In the kernel file siimage.c a new function has been added to test whether you have one of the older and somewhat defective seagate drives that require that hwif->rqsize be set to 15 rather than the much faster 128 which would suit all other drives. Unfortunately this test called "is_dev_seagate_sata", doesn't work properly for me (possibly due to my BIOS) and consequently any significant writes to the drive result in the entire drive becoming inaccessible. My workaround has been to remove this test which restores kernel 2.6.3 behaviour (which was to treat all sata drives as defective) which is fine for me, but does not suit others as it will halve their hard drive data transfer rates. Reproducible: Always Steps to Reproduce: 1. Mount a seagate drive eg. model ST380023AS on /dev/hdg1 2. Write to it. E.g. "mkreiserfs /dev/hdg1" and wait ages longer than normal 3. "cfdisk /dev/hdg" reports a failure Actual Results: I lost the ability to access the entire drive but for a reboot Expected Results: The filesystem would have been written and cfdisk would have worked afterwards. I have an Abit NF7-SV2.0 with the latest BIOS. Two seagate ST380023AS Serial ATA hard disk drives (one for windows, the other for media). It is the media drive I wish to access. Also hosting the main linux system I have a parallel ATA disk drive, which works fine.
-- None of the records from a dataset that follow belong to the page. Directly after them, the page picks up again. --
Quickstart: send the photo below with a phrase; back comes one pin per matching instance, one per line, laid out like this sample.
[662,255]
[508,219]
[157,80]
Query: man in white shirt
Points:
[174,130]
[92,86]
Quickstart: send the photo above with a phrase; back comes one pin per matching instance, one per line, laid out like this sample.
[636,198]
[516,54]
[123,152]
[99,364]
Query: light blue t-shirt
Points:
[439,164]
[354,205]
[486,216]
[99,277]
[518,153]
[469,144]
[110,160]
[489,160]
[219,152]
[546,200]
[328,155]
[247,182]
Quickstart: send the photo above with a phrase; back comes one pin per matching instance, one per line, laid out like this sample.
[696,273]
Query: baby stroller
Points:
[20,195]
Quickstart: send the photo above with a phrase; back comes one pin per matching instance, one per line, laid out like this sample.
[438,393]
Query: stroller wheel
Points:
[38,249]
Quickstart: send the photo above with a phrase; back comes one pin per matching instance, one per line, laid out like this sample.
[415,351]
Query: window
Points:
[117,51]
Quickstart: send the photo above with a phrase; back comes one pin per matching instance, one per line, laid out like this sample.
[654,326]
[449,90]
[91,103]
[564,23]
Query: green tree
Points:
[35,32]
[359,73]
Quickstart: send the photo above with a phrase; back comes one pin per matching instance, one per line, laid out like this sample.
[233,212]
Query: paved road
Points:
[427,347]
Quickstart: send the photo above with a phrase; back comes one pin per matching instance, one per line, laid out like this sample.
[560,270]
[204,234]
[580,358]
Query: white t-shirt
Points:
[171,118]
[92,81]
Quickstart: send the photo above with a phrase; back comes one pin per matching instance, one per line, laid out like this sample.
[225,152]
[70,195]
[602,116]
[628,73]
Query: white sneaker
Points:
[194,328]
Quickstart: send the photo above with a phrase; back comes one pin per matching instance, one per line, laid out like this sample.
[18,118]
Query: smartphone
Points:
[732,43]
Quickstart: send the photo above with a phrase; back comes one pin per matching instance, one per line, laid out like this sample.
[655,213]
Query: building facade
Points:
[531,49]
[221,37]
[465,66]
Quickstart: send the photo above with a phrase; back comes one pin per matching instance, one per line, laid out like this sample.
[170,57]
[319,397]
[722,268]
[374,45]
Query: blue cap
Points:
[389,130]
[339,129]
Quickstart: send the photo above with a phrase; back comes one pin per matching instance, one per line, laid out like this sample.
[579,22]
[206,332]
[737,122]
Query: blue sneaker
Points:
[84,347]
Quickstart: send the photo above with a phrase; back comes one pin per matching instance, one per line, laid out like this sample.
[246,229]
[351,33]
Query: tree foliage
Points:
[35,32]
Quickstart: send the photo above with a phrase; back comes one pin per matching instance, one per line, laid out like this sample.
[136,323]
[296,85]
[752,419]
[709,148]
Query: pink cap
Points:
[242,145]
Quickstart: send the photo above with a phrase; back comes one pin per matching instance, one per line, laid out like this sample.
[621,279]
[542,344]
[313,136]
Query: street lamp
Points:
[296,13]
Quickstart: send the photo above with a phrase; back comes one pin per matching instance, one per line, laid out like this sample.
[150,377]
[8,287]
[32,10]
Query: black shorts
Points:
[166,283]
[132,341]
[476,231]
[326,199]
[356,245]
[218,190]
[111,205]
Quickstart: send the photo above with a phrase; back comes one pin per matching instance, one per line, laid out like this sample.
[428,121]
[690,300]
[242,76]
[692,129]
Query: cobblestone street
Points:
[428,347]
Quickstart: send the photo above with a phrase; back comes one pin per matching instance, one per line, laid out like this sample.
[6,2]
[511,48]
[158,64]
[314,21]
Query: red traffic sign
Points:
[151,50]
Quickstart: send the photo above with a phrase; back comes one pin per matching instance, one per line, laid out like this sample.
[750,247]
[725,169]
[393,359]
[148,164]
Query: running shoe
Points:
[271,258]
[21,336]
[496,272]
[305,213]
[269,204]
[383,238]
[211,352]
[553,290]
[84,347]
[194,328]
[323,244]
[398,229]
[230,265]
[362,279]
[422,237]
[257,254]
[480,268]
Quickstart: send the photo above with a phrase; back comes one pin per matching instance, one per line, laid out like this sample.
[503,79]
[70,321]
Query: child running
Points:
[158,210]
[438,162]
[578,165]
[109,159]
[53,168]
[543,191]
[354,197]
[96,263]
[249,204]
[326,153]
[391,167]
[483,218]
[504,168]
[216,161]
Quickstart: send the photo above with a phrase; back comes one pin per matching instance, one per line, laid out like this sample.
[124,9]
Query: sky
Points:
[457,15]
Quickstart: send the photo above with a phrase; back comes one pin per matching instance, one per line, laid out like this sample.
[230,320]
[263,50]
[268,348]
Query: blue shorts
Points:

Created attachment 29812 [details] More detailed information.
Created attachment 29891 [details, diff] This patch makes sure that problem seagate sata drives are checked for if the initial hardware probe failed To install this patch "cd" into the base directory of your kernel source tree and type # patch -p1 -i /path/to/recheck-seagate-sata.patch n.b. Replace /path/to with the actual path to your patch.
I have the same drive and siimage. This is not a problem with just your bios, siimage + seagate has been broken badly since 2.6.3. Ive worked very heavily with ide maintainer and libata maintainer. Libata seems to be working better for now. i really cant remember if i hacked it for 15k rqsize on last build or not though.
This is an upstream issue. Make sure the problem is still present in 2.6.7, and if so, please file a bug at bugzilla.kernel.org.